Il mancato verificarsi di alcune condizioni necessarie, tra cui l’assenza di finanziamenti da parte delle Istituzioni, ha costretto Aci Livorno Sport ad annullare la storica gara. Secondo il calendario, l’evento avrebbe dovuto svolgersi a inizio novembre nella collaudata formula Ronde già ammirata un anno fa

 


A malincuore, l’Automobile Club Livorno ed ACI Livorno Sport sono costretti ad annunciare l’impossibilità a organizzare la seconda edizione del Rally Coppa Liburna Ronde.

Una decisione ponderata ma inevitabile, considerato il mancato interesse suscitato dall’evento in questi mesi presso le Istituzioni locali. Una manifestazione che, almeno per gran parte della cittadinanza, rappresenta invece molto di più di una semplice gara automobilistica.

 

Non una semplice gara. Nell’immaginario popolare, la Coppa Liburna incarna un momento di convivialità: una festa di sport, a contatto con una passione per i motori che accomuna il Dna di differenti generazioni labroniche. Nelle intenzioni degli organizzatori c’è sempre stato quello di legare il ‘brand’ Liburna al territorio provinciale, rendendolo un mezzo di insuperabile efficacia per contribuire alla sua valorizzazione turistica.  

Proprio la volontaria richiesta di spostamento della data originaria, dal 31 gennaio ad inizio novembre per chiudere in bellezza la stagione, era da intendersi come mossa finalizzata ad intraprendere un dialogo costruttivo con la nuova Amministrazione Comunale di Livorno, ad avere maggior tempo e spazio di manovra, valutando di concerto un percorso innovativo, adatto a fornire lustro a un evento che appartiene alle nostre radici.

 Un modello virtuoso: l’Elba. Purtroppo, non sono stati sufficienti neanche gli ennesimi, ottimi riscontri incassati di recente dallo staff di Aci Livorno Sport, soggetto organizzatore e promotore su mandato dell’Automobile Club Livorno, del popolare Rally Elba Storico Graffiti – Trofeo Locman Italy. Un modello di successo da imitare, anche nella sua declinazione 2015: sia in termini di partecipazione di equipaggi iscritti (123 al via della gara, in rappresentanza di ben 14 nazioni straniere), sia per quanto riguarda la presenza attiva del pubblico (circa novemila persone contate sull’Isola nei giorni di competizione). Numeri importanti anche per il territorio, con un’evidente ricaduta economica positiva. La kermesse elbana rappresenta un prototipo proficuo di manifestazione, in primis per gli stessi Comuni che contribuiscono a finanziarne in maniera concreta la buona riuscita. Un volano prezioso per contribuire a far conoscere nel mondo il nome e il ‘marchio’ dell’Elba, veicolando le  immense potenzialità attrattive della stessa isola attraverso un linguaggio immediato e trasversale, grazie al quale solo lo sport sa comunicare.
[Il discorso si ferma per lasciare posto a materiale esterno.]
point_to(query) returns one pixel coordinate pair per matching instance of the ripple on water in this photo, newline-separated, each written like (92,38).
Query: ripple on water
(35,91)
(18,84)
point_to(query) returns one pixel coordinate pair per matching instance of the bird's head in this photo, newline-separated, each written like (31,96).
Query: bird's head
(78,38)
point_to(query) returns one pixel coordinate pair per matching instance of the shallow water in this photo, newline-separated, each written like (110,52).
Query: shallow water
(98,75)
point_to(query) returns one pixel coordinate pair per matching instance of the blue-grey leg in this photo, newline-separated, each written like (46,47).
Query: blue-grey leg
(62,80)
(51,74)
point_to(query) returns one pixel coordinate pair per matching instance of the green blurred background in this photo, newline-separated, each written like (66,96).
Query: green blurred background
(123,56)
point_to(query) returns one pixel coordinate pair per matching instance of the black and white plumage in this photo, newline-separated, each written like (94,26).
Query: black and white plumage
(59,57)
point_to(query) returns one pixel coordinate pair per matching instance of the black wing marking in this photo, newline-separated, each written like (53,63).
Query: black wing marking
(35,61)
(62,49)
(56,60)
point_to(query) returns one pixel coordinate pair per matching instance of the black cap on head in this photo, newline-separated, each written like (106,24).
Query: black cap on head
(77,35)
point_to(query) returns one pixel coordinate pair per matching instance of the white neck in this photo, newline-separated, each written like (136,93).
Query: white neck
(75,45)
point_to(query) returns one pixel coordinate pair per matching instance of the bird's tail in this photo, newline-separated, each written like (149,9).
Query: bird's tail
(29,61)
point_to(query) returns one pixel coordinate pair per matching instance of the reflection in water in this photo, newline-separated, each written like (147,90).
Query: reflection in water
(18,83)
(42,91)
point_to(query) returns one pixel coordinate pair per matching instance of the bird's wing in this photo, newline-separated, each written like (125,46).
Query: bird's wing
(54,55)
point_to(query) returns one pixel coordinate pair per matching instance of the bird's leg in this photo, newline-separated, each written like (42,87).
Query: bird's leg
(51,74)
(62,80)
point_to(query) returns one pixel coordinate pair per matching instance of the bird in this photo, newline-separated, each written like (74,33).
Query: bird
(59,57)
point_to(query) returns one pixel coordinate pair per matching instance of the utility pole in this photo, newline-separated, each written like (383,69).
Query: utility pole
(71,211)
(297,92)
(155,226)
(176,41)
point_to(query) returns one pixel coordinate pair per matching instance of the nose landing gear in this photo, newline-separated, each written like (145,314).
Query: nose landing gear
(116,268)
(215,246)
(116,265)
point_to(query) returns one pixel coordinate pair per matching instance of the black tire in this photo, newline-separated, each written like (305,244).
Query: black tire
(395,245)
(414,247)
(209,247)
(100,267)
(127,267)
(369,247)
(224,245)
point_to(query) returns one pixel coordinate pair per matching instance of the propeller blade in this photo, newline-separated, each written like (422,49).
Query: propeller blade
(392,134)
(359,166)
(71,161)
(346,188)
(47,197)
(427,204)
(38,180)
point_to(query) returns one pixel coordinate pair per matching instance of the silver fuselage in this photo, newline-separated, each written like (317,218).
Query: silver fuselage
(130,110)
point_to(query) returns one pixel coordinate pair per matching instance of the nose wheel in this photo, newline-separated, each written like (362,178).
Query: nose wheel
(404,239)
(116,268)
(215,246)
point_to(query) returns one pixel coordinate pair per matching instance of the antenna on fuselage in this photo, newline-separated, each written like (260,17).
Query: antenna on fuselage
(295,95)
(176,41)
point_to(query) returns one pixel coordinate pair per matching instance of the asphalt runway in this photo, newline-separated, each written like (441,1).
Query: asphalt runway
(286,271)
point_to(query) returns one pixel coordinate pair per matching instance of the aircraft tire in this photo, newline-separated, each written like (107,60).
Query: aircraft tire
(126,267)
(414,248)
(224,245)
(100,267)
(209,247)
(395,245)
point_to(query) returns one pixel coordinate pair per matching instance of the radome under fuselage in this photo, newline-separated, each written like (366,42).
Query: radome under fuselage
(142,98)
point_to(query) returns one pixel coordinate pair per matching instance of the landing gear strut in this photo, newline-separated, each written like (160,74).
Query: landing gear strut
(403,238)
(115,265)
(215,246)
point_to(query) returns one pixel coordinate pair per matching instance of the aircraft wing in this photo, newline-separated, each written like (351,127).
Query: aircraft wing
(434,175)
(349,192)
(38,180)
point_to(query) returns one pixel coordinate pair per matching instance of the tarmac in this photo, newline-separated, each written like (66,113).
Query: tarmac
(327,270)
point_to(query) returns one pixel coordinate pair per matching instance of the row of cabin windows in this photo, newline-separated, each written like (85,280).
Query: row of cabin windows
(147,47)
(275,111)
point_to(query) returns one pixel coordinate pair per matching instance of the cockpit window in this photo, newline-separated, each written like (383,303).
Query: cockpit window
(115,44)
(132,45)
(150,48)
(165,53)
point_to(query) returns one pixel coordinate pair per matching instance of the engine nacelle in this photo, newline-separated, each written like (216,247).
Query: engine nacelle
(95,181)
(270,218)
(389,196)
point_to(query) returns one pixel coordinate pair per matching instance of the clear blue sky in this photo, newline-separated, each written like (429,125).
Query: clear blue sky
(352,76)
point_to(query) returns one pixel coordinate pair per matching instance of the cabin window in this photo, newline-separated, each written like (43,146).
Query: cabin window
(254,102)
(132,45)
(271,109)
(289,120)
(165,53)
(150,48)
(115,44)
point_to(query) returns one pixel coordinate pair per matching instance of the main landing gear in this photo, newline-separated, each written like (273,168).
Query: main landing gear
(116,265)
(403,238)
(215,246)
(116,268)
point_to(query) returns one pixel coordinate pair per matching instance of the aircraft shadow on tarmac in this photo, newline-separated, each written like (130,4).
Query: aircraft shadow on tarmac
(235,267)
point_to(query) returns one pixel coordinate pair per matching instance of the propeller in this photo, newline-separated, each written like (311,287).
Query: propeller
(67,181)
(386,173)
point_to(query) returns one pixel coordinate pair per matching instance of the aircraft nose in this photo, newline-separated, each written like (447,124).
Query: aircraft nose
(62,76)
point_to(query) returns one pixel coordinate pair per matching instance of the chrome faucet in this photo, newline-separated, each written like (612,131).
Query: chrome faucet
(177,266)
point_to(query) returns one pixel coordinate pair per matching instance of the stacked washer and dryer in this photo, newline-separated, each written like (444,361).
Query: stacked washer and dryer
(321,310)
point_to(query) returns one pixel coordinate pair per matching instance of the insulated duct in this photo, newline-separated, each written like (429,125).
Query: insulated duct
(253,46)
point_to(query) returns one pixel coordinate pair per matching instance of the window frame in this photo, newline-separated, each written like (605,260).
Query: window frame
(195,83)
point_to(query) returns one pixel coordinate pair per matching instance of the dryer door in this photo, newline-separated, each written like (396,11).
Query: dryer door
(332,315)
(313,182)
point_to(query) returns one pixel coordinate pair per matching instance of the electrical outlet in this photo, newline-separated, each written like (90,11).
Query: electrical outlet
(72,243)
Occasioni sprecate. A maggior ragione in un settore competitivo come quello dell’automobilismo sportivo, la condizione necessaria per raggiungere traguardi logistico-organizzativi di spessore resta quella legata alla disponibilità di un budget economico adeguato. E’ comprovato come un singolo euro, qualora venga speso in promozione, possa potenzialmente valere un ritorno proporzionato a 4-5 volte l’investimento iniziale. In assenza di tali premesse, pur forte di esperienza e competenze collaudate, per lo staff di Aci Livorno Sport risulta quindi impraticabile allestire una gara degna di questo nome. A maggior ragione se in ballo ci sono quelli dell’Automobile Club Livorno e del Rally Liburna: nomi immediatamente e universalmente riconosciuti come sinonimi di spettacolo, qualità e soprattutto sicurezza.